今まで、他人に触られるのなんて殴られる時くらいだったから……。
「あ、ごめんなさい……」
「……謝ることじゃないよ。私も無遠慮にごめんね。触っても、平気?」
「……うん」
透花さんの手が僕の頬に触れ、前髪をかきあげる。
僕に触れた手は、優しくて温かかった。
「……とても綺麗な色だね」
「………………………………」
笑顔で褒めてくれたけど、やっぱり僕はなんて言ったらいいのかわからない。
透花さんは、言葉を続けた。
「ねぇ、心くん。別の場所で暮らしたいと思ったことはない?」
「別の場所……?」
「うん。見た目で人が判断されることのない場所だよ」
「そんな所、あるの……?」
「え……?」
「どこに行っても、僕みたいな見た目の人間は気持ち悪がられるんじゃないの……?」
「……そんなことないよ。私が住んでいる王都にはね、たくさんの人がいるの。その中には、肌の色がみんなとは違う人もいるよ。でも、元気に暮らしている。確かにその瞳は珍しいと思うけれど、それだけで迫害に繋がらない場所はこの世界にたくさんあるんだよ」
僕は、透花さんの言っていることが信じられなかった。
どこに行っても酷いことをされるんだから、この村で我慢しようって思ってた……。
でも、それは違うの……?
「そこに行けば、僕はもう殴られない……?」
「うん。あなたを殴る人なんていないよ」
「……そんな場所があるなら、行ってみたいな」
透花さんは優しく微笑むと、自分のことについて色々話してくれた。
隊長という偉い立場の軍人であること、隊員の選定については一任されているから色々な場所に行ってスカウトしていること、隊員の中には全く戦闘ができない人たちもいること、そして……。

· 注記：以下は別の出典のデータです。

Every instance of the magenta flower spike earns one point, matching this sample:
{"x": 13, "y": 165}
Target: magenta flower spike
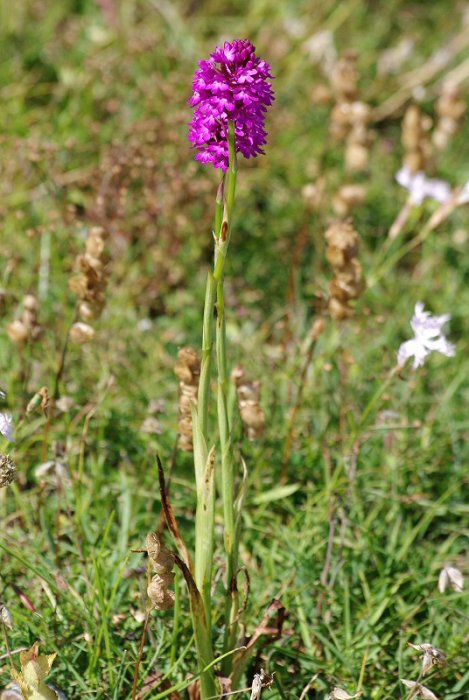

「心くんさえよければ、私の隊の一員になって王都で暮らさない?」
僕に、隊員になってほしいこと……。
どうして僕なんだろうとか、聞きたいことはたくさんあった。
でも……。
「そうしたら、美海とお母さんも幸せに暮らせる……?」
「……うん。心配しないで。もちろんだよ」
「……お願い、します。僕たちを、この村から連れ出してください……!」
そんなこと、どうでもよかった。
家族で幸せに暮らせるなら、それだけで……。
初めて会った人をこんなに信用するなんて、この時の僕はどうかしてたのかもしれない。
でも、それくらい限界だったんだ……。
「任せて。あなたたち家族は、私が責任を持って守ります」
そう言うと透花さんは、凛々しい笑顔を僕に向けたんだ――――――――――。